Comparison of Flows through a Tidal Inlet in Late Spring and after the Passage of an Atmospheric Cold Front in Winter Using Acoustic Doppler Profilers and Vessel-Based Observations

Abstract

This paper discusses the application of acoustic Doppler current profilers (ADCP) for the quantification of transport of water and the underlining physical mechanism. The transport of water through estuaries and tidal inlets is affected by tide, river flow, and wind. It is often assumed that wind effects in such systems are negligible unless under severe weather conditions. This study compares the ADCP-measured flows across a tidal inlet under weak wind conditions in late spring and those after the passage of an atmospheric cold front in winter. The Barataria Pass is a major inlet connecting Barataria Bay and northern Gulf of Mexico. The water exchange between the bay and coastal ocean is influenced by wind, especially in winter, because tide in the region is small (microtidal). The winter weather and late spring–summer weather are different. This difference results in different estuarine circulations. To examine this, two surveys were carried out with ship-mounted ADCPs—one in winter (19 December 2014) shortly after the passage of a cold front from the northwest, and the other in late spring (4 May 2015) with weak southeasterly winds. Distinctly different features of mean transport through the inlet were observed between the two surveys. The results from the first survey in winter showed that the total water transport was from the bay to the coastal ocean under northerly winds with intense outflows in shallow water, which is a typical signature of wind effects.
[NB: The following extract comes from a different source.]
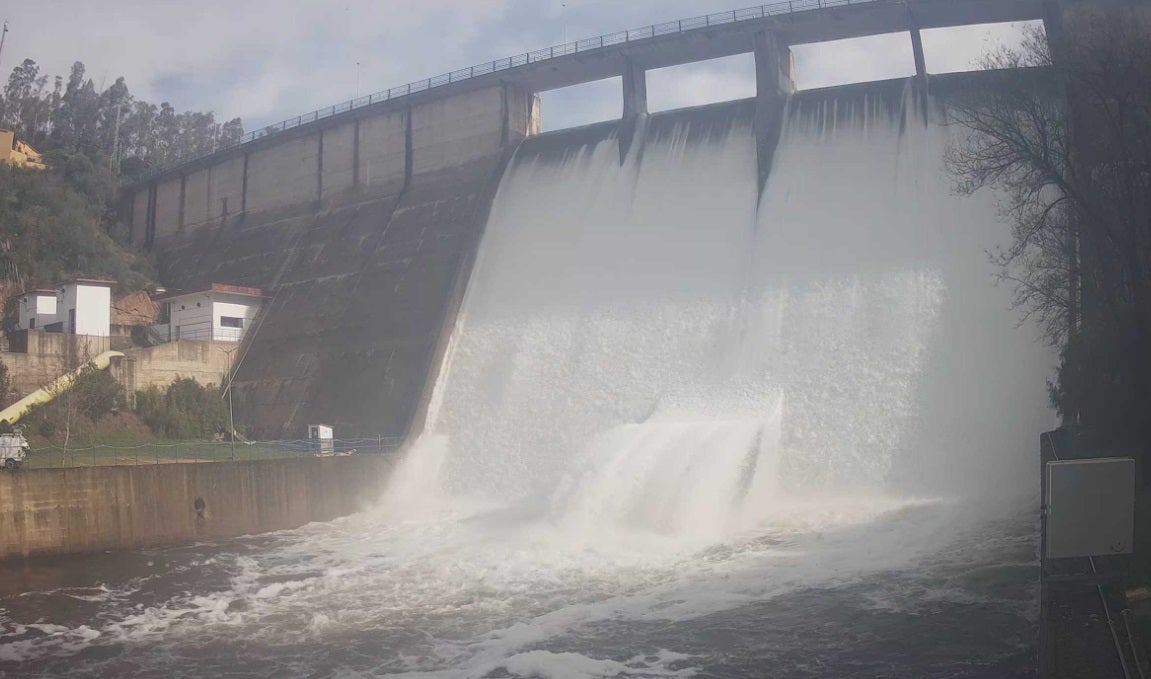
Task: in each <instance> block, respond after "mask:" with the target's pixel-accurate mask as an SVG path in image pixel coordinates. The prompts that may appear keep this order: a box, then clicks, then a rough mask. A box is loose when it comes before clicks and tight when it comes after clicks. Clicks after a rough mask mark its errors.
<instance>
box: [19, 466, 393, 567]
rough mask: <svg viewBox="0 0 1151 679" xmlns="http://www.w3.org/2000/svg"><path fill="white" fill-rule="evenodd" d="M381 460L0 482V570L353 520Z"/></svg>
mask: <svg viewBox="0 0 1151 679" xmlns="http://www.w3.org/2000/svg"><path fill="white" fill-rule="evenodd" d="M391 463H392V458H391V457H390V456H383V455H359V456H349V457H328V458H314V457H310V458H300V459H288V460H259V461H242V463H241V461H237V463H200V464H160V465H147V466H98V467H67V468H59V470H24V471H20V472H0V560H5V559H10V558H20V557H29V556H37V555H60V554H81V552H91V551H102V550H113V549H131V548H137V547H145V546H153V544H170V543H180V542H192V541H199V540H211V539H216V537H234V536H237V535H249V534H257V533H268V532H272V531H284V529H290V528H298V527H300V526H303V525H305V524H310V522H312V521H329V520H331V519H336V518H340V517H343V516H346V514H351V513H355V512H357V511H359V510H361V509H364V508H365V506H367V505H368V504H369V503H371V502H373V501H374V499H375V498H376V497H379V495H380V493H381V491H382V488H383V483H384V480H386V479H387V475H388V473H389V472H390V470H391Z"/></svg>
The net flow was outward when the water level dropped. Data from the second survey in spring showed that the mid-channel water flew out of the bay (against the wind), whilst inflow appeared at both ends across the inlet, which was also a response to the weak wind stress and outward pressure gradient force set by the estuarine flow. The inflow at the eastern end (exceeding 0.1 m/s) is consistent with the idea that the coastal current resulted from the Mississippi River outflow enters the bay from the eastern end. The influence of tidal oscillations on water exchange appeared to be higher in the late spring data. The hydrographic observations in spring showed typical tidal straining features of an inverse estuary during the ebb–flood cycle, while salinity in the eastern shallow water generally varied with time, indicating the inflow of fresher water into the bay, confirming previous observations from summer 2008.